ECC goes a big step beyond simple parity-error detection. Instead of just detecting an error, ECC allows a single bit error to be corrected, which means the system can continue without interruption and without corrupting data. ECC, as implemented in most PCs, can only detect, not correct, double-bit errors.

Because studies have indicated that approximately 98% of memory errors are the single-bit variety, the most commonly used type of ECC is one in which the attendant memory controller detects and corrects single-bit errors in an accessed data word (double-bit errors can be detected but not corrected).

This type of ECC is known as single-bit error-correction double-bit error detection (SEC-DED) and requires an additional 7 check bits over 32 bits in a 4-byte system and an additional 8 check bits over 64 bits in an 8-byte system.

ECC in a 4-byte (32-bit, such as a 486) system obviously costs more than nonparity or parity, but in an 8-byte-wide bus (64-bit, such as Pentium/Athlon) system, ECC and parity costs are equal because the same number of extra bits (8) is required for either parity or ECC.

Because of this, you can purchase parity SIMMs (36-bit), DIMMs (72-bit), or RIMMs (18-bit) for 32-bit systems and use them in an ECC mode if the chipset supports ECC functionality. If the system uses SIMMs, two 36-bit (parity) SIMMs are added for each bank (for a total of 72 bits), and ECC is done at the bank level.

If the system uses DIMMs, a single parity/ECC 72-bit DIMM is used as a bank and provides the additional bits. RIMMs are installed in singles or pairs, depending on the chipset and motherboard.

They must be 18-bit versions if parity/ECC is desired. ECC entails the memory controller calculating the check bits on a memory-write operation, performing a compare between the read and calculated check bits on a read operation, and, if necessary, correcting bad bits.

The additional ECC logic in the memory controller is not very significant in this age of inexpensive, high-performance VLSI logic, but ECC actually affects memory performance on writes. This is because the operation must be timed to wait for the calculation of check bits and, when the system waits for corrected data, reads.

On a partial-word write, the entire word must first be read, the affected byte(s) rewritten, and then new check bits calculated. This turns partial-word write operations into slower read-modify writes. Fortunately, this performance hit is very small, on the order of a few percent at maximum, so the tradeoff for increased reliability is a good one.

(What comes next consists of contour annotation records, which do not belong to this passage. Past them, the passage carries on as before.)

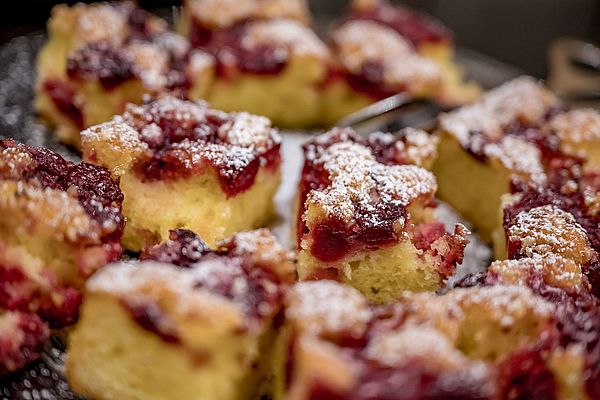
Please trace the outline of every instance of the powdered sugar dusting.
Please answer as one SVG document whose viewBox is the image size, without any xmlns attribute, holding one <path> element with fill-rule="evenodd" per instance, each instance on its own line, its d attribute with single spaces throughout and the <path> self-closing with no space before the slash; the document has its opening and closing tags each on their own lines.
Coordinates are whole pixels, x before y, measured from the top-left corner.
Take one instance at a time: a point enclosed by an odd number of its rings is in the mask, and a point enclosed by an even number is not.
<svg viewBox="0 0 600 400">
<path fill-rule="evenodd" d="M 520 77 L 488 92 L 477 103 L 440 116 L 440 128 L 469 148 L 471 133 L 500 139 L 504 128 L 521 121 L 535 125 L 560 105 L 558 98 L 531 77 Z"/>
<path fill-rule="evenodd" d="M 392 28 L 372 21 L 350 21 L 333 33 L 336 56 L 352 74 L 360 75 L 367 63 L 380 65 L 389 86 L 419 89 L 437 84 L 439 68 L 419 55 L 410 42 Z M 399 61 L 401 60 L 401 61 Z"/>
<path fill-rule="evenodd" d="M 522 212 L 508 227 L 509 241 L 518 241 L 521 252 L 527 256 L 555 253 L 587 263 L 593 250 L 586 231 L 572 214 L 553 205 Z"/>
<path fill-rule="evenodd" d="M 560 113 L 550 120 L 548 129 L 570 143 L 600 141 L 600 113 L 593 109 Z"/>
<path fill-rule="evenodd" d="M 313 335 L 363 334 L 371 318 L 367 300 L 354 288 L 334 281 L 301 282 L 287 297 L 286 316 Z"/>
<path fill-rule="evenodd" d="M 460 368 L 468 359 L 448 338 L 430 327 L 406 327 L 398 332 L 375 336 L 365 355 L 390 367 L 408 362 L 433 361 L 445 368 Z"/>
<path fill-rule="evenodd" d="M 138 303 L 162 300 L 163 311 L 172 313 L 176 318 L 218 314 L 223 310 L 228 311 L 223 317 L 229 313 L 235 315 L 235 309 L 226 298 L 197 287 L 203 279 L 207 280 L 204 268 L 182 269 L 148 261 L 124 262 L 103 268 L 88 280 L 86 287 L 91 293 L 109 293 Z M 169 301 L 172 296 L 176 296 L 175 301 Z M 241 318 L 239 314 L 238 318 Z"/>
<path fill-rule="evenodd" d="M 261 152 L 273 144 L 273 139 L 279 143 L 279 138 L 271 136 L 273 128 L 268 118 L 247 112 L 230 114 L 230 118 L 218 130 L 224 142 Z"/>
<path fill-rule="evenodd" d="M 489 158 L 498 159 L 511 172 L 525 176 L 536 183 L 546 180 L 542 165 L 542 152 L 532 143 L 515 136 L 505 136 L 499 143 L 483 147 Z"/>
<path fill-rule="evenodd" d="M 242 46 L 248 49 L 268 45 L 283 45 L 292 55 L 327 58 L 329 54 L 325 43 L 310 28 L 292 20 L 254 22 L 242 38 Z"/>
<path fill-rule="evenodd" d="M 309 19 L 306 0 L 186 0 L 184 8 L 211 28 L 248 19 Z"/>
<path fill-rule="evenodd" d="M 357 143 L 336 143 L 312 161 L 324 165 L 331 185 L 310 192 L 307 202 L 346 222 L 354 217 L 357 204 L 363 210 L 378 202 L 406 207 L 418 198 L 433 197 L 437 189 L 434 176 L 427 170 L 380 164 L 369 148 Z"/>
</svg>

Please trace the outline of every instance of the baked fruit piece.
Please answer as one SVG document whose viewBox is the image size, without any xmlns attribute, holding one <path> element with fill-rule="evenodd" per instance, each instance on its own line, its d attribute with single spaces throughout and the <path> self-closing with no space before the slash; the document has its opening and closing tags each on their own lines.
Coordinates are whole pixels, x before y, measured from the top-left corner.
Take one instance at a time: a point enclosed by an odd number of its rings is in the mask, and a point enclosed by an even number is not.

Most memory errors are of a single-bit nature, which ECC can correct. Incorporating this fault-tolerant technique provides high system reliability and attendant availability.

An ECC-based system is a good choice for servers, workstations, or mission-critical applications in which the cost of a potential memory error outweighs the additional memory and system cost to correct it, along with ensuring that it does not detract from system reliability.

If you value your data and use your system for important (to you) tasks, you'll want ECC memory. No self-respecting manager would build or run a network server, even a lower-end one, without ECC memory.

By designing a system that allows the user to make the choice of ECC, parity, or nonparity, users can choose the level of fault tolerance desired, as well as how much they want to gamble with their data.